I knew that, so I can't really blame them for the schedule change. Some would say, if they had promoted it properly, it would have done much bettr, but maybe it just was not palatable to U. S. audiences.
post #146 of 1425
Quote:
Originally Posted by archiguy View Post

If they go back 85 million years, they've still got 20 million to go before the planet has that Really Bad Day. No problemo.

It's that kind of short-sightedness that got us into trouble in the first place.
post #147 of 1425
Quote:
Originally Posted by mrvideo View Post

Region 0 doesn't exist. Aussie is in region 2. If the release is set to be played in all regions, then regions 1 thru 6 are set. A DVD set to "0" would not be playable anywhere (except maybe in region hacked players ).

Yep, you're right. The Amazon listing says Region 0 for some reason. My disc package says Region 4/PAL. I made my Marantz DV7600 DVD player Region-Free (or All-Region) with the hack, which in my case was simply entering a four digit code with the remote. Couldn't have been easier. I was able to select PAL output in my player's settings menu (vs. NTSC).
post #148 of 1425
Quote:
Originally Posted by Church AV Guy View Post


And speaking of which, wasn't the earth's temperature like ten or fifteen degrees hotter then than it is now?
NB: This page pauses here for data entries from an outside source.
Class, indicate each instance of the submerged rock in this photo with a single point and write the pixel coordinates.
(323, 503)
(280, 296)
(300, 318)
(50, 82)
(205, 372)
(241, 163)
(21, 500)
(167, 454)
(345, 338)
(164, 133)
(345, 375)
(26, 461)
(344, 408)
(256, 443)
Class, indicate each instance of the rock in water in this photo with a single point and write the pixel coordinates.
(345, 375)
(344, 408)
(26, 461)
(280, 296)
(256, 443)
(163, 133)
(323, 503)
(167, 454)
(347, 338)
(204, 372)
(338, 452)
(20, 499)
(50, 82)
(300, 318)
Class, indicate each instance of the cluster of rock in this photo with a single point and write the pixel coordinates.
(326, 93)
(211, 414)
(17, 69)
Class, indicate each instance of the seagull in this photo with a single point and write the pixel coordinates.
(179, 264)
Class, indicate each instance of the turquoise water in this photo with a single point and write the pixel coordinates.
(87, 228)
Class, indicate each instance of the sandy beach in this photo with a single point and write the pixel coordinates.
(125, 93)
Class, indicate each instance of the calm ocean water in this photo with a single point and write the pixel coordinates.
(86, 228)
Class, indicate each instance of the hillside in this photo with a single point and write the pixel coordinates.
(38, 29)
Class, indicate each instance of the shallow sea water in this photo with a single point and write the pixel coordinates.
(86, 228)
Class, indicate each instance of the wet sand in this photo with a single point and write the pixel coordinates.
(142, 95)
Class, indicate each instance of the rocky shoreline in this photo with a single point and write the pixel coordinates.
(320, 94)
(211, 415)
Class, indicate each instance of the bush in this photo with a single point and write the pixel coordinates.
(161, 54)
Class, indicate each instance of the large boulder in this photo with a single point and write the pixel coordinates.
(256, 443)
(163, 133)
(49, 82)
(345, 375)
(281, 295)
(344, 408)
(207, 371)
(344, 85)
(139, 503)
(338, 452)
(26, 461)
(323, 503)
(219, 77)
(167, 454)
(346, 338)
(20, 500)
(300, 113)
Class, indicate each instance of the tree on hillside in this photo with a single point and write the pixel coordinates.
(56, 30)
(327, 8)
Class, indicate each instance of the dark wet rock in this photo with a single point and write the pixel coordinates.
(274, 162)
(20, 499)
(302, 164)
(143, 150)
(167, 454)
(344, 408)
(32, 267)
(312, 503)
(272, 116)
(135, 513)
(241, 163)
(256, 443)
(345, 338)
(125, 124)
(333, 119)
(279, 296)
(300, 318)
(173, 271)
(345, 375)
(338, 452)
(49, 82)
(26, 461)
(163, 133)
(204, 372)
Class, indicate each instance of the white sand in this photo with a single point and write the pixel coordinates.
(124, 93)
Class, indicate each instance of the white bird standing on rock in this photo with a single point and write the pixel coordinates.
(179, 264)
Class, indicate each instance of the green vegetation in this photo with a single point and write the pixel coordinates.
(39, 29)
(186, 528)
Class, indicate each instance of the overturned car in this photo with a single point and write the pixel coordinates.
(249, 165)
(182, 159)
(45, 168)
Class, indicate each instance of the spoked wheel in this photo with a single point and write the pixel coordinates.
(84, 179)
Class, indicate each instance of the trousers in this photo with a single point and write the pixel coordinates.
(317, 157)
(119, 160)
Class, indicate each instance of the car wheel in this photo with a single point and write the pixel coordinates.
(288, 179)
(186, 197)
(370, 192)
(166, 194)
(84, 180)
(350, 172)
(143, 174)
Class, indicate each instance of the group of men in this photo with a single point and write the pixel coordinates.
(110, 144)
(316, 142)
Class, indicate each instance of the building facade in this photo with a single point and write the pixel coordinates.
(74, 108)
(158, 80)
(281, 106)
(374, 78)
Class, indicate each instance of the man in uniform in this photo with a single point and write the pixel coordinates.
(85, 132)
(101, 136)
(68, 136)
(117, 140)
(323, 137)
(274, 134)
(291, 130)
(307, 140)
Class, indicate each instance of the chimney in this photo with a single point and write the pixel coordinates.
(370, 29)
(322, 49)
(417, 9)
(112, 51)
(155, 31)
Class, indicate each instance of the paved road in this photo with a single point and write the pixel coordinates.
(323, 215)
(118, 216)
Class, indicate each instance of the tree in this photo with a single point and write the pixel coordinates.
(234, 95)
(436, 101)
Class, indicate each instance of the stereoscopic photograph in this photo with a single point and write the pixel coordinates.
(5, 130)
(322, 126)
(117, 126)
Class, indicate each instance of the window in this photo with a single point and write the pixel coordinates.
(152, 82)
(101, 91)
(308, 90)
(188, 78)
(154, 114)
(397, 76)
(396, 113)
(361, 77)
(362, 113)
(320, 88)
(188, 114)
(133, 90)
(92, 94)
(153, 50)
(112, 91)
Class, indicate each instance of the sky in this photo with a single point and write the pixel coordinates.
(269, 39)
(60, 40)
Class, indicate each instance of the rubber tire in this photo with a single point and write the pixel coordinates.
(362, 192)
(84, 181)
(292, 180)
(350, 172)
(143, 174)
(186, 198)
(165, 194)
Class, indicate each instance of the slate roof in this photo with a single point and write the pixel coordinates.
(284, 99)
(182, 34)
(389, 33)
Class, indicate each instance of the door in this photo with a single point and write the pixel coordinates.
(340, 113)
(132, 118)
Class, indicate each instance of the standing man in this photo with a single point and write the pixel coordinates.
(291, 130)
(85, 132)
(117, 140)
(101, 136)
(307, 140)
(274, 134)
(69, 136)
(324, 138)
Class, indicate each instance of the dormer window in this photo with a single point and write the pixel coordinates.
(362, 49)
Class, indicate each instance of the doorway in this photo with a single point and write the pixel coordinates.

Yep and that's why Greenland is called Greenland. It was a warmer climate then and grew things.

Of course then there was the Little Ice Age around 1600 which occurred after the Medieval Warm Period. Sure things are death, taxes, and the climate changes.
post #149 of 1425
Quote:
Originally Posted by Church AV Guy View Post

I knew that, so I can't really blame them for the schedule change. Some would say, if they had promoted it properly, it would have done much bettr, but maybe it just was not palatable to U. S. audiences.

As I recall, they gave 'Charlie Jade' virtually no advance promotion and there was no publicity push at all - no media critics wrote of its premiere, nothing, nada. They just dumped it on the schedule at 10:00 one Friday night. They kept it there for 2 weeks and then exiled it to that early morning death slot. It's not that it wasn't palatable to U.S. audiences; it was that only a tiny fraction of the network's audience even knew it was on the air. People never got a chance to sample it.

SciFi Network had no skin in the game with CJ. They paid none of the production costs (it was a combination South African and Canadian production) and were able to pick it up cheap. They viewed it as filler programing, a big mistake IMO. Given a proper push and considering how well it was received by the people that did sample it, CJ could have had a nice run here in the States. But the Syfy Network hasn't got a very good track record with hard sci-fi; they don't seem to believe in it. Ironic, no?
post #150 of 1425
Quote:
Originally Posted by 73shark View Post

Yep and that's why Greenland is called Greenland. It was a warmer climate then and grew things.

According to Wikipedia: Erik the Red named it Greenland supposedly in the hope that the pleasant name would attract settlers. Erik was the 10th Century Don Draper.